Thanks for the reply Wizz. You gave me the clues I was looking for.
This example was not meant to be something specific I am trying to
solve, just a way to get a grip on the proper syntax. It has
literally been years since I have written javascript and a lot has
changed, not the least of which is the availability of frameworks like
prototype. I tried to use the documentation at face value but clearly
it is not meant to work that way, or at least my understanding of what
it is saying needs to improve. Can you suggest somewhere I can get a
quick and general description of how to manipulate a webpage as a good
place to build from?
M
On Jan 24, 3:45 pm, Wizz <[EMAIL PROTECTED]> wrote:
> On 24 jan, 21:15, "Mike L." <[EMAIL PROTECTED]> wrote:
>
> > I've just started using prototype and its been ages since I wrote
> > javascript, and I am a little confused by the syntax.
>
> > From the online doc I understand that, for example, I can get the
> > value of the style 'visibility' like this:
>
> > <div id="someDiv"></div>
>
> > var yy = $('someDiv').getStyle( 'visibility' );
>
> > Based on another post I tried:
>
> > var yy = $($('someDiv')).getStyle( 'visibility' );
>
> What are you trying to accomplish using this? the dollar function... $
> () ... is just shorthand for document.getElementById() and extending
> the element with all the prototype methods while you're at it. So what
> you're trying to do there is something like this:
>
> var yy =
> document.getElementById(document.getElementById('someDiv')).getStyle('visibility');
>
> Now that doesn't really make sense, does it?

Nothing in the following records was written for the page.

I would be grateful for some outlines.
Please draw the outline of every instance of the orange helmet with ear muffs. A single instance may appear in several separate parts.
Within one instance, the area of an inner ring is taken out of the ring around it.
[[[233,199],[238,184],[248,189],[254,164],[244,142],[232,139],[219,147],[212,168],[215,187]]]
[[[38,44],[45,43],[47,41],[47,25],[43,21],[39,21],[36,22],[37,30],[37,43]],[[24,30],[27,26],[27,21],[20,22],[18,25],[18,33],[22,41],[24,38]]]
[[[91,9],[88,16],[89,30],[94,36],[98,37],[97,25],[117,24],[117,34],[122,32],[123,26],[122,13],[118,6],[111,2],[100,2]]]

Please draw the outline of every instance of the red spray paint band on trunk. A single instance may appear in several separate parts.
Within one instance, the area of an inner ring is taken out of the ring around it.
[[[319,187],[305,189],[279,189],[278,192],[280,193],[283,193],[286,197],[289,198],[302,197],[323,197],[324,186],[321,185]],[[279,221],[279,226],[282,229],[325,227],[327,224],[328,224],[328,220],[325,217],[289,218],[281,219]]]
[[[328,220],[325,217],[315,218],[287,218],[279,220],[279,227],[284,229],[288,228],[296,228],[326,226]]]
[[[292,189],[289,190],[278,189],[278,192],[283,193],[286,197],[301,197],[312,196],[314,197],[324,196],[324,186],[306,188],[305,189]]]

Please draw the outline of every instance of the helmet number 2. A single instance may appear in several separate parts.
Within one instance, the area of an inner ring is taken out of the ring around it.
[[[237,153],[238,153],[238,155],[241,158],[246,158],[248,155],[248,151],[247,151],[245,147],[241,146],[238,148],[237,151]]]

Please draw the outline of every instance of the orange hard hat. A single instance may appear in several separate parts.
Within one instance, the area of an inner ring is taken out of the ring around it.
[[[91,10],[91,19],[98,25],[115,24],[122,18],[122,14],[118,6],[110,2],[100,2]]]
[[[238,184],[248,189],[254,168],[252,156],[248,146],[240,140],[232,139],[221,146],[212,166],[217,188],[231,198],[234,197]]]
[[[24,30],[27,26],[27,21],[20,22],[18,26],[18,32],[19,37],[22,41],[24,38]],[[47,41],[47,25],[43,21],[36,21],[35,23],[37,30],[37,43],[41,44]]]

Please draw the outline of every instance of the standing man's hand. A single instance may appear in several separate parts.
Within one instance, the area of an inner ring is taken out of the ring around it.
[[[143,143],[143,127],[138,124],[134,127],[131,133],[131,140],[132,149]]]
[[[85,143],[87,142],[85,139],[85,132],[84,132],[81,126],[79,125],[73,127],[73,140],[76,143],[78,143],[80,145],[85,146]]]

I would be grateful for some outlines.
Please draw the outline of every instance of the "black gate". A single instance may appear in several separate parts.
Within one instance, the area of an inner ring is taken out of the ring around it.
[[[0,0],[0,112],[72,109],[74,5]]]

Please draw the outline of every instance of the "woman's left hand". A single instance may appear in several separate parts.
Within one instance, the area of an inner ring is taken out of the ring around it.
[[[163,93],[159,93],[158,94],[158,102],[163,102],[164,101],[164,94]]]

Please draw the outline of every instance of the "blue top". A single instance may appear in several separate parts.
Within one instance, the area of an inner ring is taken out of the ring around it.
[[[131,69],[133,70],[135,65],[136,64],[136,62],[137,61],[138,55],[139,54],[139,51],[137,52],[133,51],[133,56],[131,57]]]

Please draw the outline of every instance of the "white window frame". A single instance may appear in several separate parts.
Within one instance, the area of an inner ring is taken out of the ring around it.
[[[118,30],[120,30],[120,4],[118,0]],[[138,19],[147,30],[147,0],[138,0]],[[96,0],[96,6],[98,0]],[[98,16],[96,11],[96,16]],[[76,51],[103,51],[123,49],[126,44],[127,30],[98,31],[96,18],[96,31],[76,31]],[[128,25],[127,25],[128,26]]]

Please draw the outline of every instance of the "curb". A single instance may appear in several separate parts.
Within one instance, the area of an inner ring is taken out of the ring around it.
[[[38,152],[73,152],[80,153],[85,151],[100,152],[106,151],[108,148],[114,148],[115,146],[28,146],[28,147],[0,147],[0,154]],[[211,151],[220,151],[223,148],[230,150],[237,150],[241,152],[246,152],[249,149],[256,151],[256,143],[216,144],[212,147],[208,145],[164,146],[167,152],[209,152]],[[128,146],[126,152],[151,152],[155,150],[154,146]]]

> What you probably saw was the $$() function... that function takes a
> css-selector as parameter and finds elements with that:
>
> var yy = $$('div#someDiv');
>
> In your case it doesn't really make sense to use the $$ function as
> that returns a collection of elements, not just one.
>
> If you do expect to get multiple results you can do something like
> this:
>
> $$('div.someClass').invoke('getStyle', 'visibility');
>
> Oh.... and if you're just trying to get the visibility to do something
> if it is visible/invisible you might want to look at the method
> Element.visible(). This returns true or false and checks not only for
> visibility, but also for opacity and display.
>
> > but that didnt work either. (These give me "... is not a function"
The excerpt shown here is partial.